Newly-released documents revealed that Chicago Police thought Jussie Smollett would be forced to admit guilt as a part of the deal he struck with prosecutors to have his charges dropped, according to WBBM-TV.
The revelation explains the outrage that came from police when Smollett's felony charges for disorderly conduct were suddenly and unexplainably dropped, and Smollett was allowed to walk free while maintaining publicly that he was totally innocent of staging a hoax hate crime for attention.
Documents revealed that on February 28 after Smollett was indicted, the state's attorney's office notified CPD, saying the case would be prosecuted with $10,000 in restitution, community service and admission of guilt.

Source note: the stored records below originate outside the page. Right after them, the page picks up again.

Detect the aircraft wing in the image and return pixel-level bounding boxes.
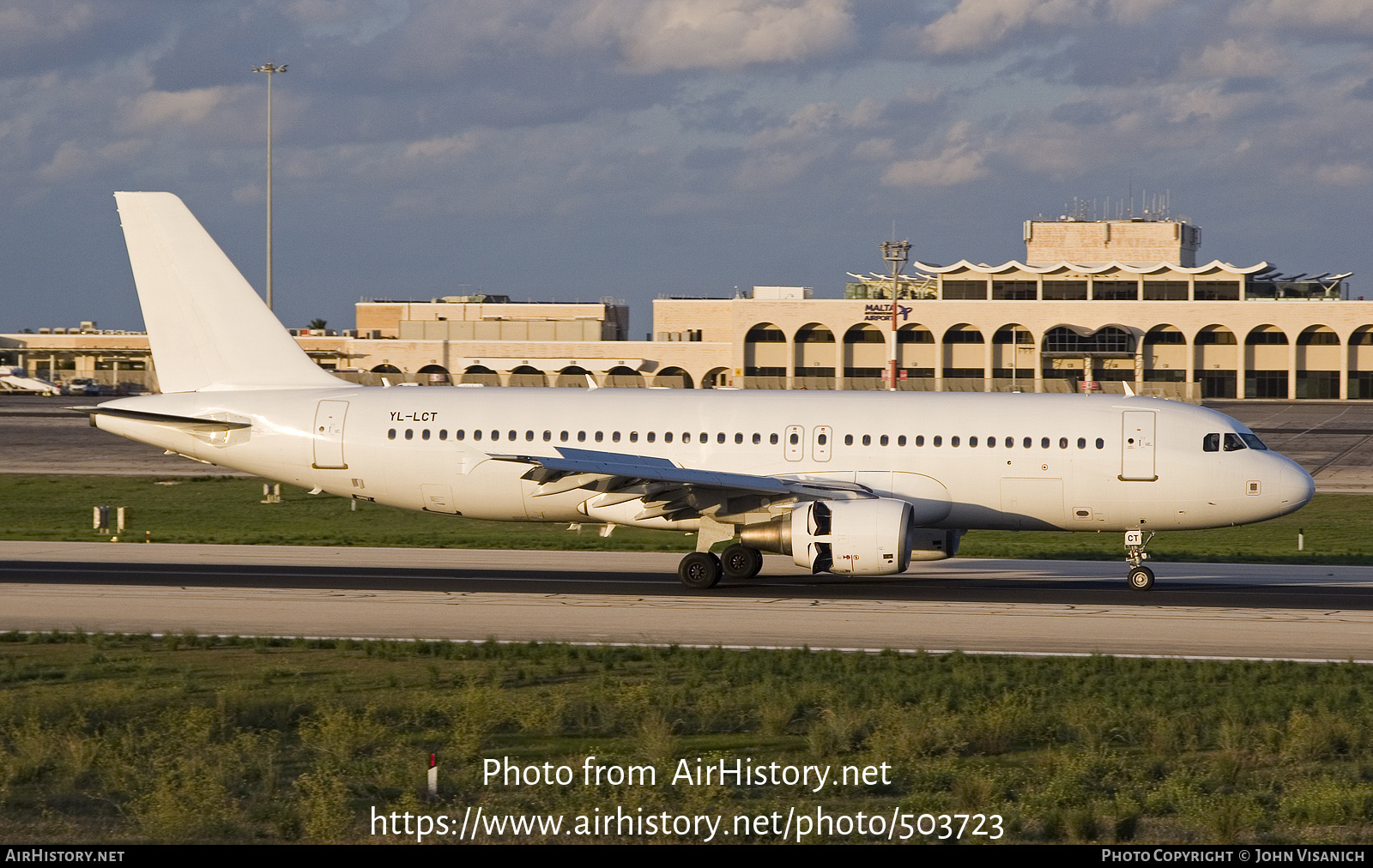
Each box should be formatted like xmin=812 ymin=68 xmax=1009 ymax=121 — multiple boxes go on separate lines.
xmin=490 ymin=446 xmax=874 ymax=519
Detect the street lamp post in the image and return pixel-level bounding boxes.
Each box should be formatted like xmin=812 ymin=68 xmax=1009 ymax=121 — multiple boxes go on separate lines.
xmin=881 ymin=242 xmax=910 ymax=391
xmin=252 ymin=60 xmax=286 ymax=310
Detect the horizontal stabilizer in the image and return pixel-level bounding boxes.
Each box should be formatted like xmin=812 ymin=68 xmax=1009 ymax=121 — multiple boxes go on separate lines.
xmin=114 ymin=192 xmax=343 ymax=391
xmin=67 ymin=407 xmax=252 ymax=434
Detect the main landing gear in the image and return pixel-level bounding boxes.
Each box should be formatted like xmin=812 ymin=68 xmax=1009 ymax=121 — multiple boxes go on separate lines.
xmin=677 ymin=543 xmax=764 ymax=591
xmin=1124 ymin=530 xmax=1153 ymax=591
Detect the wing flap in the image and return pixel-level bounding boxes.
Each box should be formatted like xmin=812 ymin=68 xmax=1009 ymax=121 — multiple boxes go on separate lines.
xmin=490 ymin=446 xmax=874 ymax=518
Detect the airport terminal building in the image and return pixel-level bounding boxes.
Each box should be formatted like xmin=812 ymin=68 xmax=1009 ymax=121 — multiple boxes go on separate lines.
xmin=0 ymin=219 xmax=1373 ymax=401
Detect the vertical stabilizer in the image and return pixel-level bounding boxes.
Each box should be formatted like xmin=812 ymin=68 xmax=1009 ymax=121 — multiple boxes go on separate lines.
xmin=114 ymin=192 xmax=345 ymax=391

But that admission of guilt never happened as charges were suddenly dropped by Kim Foxx's office nearly a month later, and Smollett walked free, blindsiding police.
Chicago PD commander Ed Wodnicki said at the time that the decision to drop the charges was a "punch in the gut." Chicago police officers dedicated significant overtime to working the case after Smollett claimed white Trump supporters assaulted him while spewing racial and sexual slurs.

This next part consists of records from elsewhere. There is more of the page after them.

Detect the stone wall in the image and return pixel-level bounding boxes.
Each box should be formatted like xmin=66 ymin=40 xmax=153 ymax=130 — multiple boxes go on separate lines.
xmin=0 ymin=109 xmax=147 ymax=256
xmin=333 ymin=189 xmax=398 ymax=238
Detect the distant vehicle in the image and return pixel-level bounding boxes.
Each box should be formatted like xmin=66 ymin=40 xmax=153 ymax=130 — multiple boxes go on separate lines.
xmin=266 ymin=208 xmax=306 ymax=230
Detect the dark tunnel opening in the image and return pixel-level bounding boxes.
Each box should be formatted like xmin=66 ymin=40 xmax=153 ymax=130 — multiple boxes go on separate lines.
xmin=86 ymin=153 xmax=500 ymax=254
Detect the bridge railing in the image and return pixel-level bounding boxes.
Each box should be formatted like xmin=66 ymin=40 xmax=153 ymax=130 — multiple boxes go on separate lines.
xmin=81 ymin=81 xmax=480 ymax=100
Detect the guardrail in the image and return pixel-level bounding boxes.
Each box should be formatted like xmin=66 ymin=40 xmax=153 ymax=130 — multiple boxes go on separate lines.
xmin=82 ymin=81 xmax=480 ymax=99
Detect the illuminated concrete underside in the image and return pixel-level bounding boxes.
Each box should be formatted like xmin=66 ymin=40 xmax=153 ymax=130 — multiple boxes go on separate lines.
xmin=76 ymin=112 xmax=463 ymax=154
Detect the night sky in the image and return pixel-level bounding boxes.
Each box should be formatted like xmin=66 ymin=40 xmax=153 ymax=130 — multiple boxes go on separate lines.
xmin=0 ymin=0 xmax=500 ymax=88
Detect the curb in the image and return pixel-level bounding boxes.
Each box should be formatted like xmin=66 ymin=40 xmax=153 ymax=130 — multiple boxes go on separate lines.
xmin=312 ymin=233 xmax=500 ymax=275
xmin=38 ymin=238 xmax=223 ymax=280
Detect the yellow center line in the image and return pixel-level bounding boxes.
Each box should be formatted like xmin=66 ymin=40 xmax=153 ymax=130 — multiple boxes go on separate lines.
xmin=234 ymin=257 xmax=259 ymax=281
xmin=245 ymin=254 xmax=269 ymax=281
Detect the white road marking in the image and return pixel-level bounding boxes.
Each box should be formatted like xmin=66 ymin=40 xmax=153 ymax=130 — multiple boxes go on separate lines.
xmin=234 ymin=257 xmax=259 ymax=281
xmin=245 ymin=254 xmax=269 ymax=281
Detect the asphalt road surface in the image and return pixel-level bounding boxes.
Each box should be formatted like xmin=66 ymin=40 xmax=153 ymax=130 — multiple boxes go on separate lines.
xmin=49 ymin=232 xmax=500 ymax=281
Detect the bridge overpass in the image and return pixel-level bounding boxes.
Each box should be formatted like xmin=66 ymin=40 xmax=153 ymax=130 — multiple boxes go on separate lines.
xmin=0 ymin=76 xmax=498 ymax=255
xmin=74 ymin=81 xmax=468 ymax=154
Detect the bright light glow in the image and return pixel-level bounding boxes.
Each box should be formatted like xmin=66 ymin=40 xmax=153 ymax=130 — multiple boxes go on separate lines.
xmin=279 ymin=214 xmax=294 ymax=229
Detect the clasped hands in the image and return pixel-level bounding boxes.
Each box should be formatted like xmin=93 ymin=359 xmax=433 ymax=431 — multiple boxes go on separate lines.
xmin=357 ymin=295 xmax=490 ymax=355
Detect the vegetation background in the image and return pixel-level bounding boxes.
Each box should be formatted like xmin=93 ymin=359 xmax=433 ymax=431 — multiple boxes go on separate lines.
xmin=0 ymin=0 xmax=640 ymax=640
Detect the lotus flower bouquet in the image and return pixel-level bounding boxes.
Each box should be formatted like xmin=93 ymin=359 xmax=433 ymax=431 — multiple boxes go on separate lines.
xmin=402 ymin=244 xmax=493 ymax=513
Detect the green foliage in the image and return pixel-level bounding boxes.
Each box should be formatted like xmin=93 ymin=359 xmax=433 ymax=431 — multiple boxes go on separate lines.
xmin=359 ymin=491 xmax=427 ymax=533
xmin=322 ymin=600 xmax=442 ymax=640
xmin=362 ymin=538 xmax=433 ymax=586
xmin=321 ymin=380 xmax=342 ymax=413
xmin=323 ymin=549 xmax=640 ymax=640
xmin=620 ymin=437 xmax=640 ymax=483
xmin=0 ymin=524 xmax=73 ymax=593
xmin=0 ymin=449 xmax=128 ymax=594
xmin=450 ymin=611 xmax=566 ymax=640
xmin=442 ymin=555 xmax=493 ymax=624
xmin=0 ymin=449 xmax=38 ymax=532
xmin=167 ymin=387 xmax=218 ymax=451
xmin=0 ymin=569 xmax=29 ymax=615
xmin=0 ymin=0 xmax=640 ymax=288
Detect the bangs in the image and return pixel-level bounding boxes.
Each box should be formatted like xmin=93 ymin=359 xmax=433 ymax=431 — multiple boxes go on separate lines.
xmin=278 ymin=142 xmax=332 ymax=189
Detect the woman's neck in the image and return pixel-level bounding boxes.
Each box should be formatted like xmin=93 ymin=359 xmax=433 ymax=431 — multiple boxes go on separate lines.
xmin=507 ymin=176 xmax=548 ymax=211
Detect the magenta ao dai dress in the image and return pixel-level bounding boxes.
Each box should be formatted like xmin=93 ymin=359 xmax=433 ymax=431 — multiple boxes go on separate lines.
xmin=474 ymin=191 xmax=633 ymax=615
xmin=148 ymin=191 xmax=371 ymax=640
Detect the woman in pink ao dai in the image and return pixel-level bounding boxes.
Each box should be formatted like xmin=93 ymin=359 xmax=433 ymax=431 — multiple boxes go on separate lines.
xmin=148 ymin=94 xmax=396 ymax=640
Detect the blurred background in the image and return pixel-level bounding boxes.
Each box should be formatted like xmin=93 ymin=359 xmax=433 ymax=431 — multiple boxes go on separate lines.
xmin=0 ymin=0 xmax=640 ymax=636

"We worked closely throughout our three-week investigation to get to point where we arrested the offender," Wodnicki said, according to NBC News. "For the state's attorney at this point to dismiss charges without discussing this with us at all is just shocking."
Mayor Rahm Emanuel was also outraged.
"This is an unbelievable, not just a whitewash of justice, this is a person now who got off scot-free with no sense of accountability of the moral and ethical wrong of his actions, from top to bottom, not only besmirching the name of the city... but you have a person using hate crime laws that are on the books to protect people who are minorities from violence, to turn around and use those laws to advance your career? Is there no decency in this man?" Emanuel said.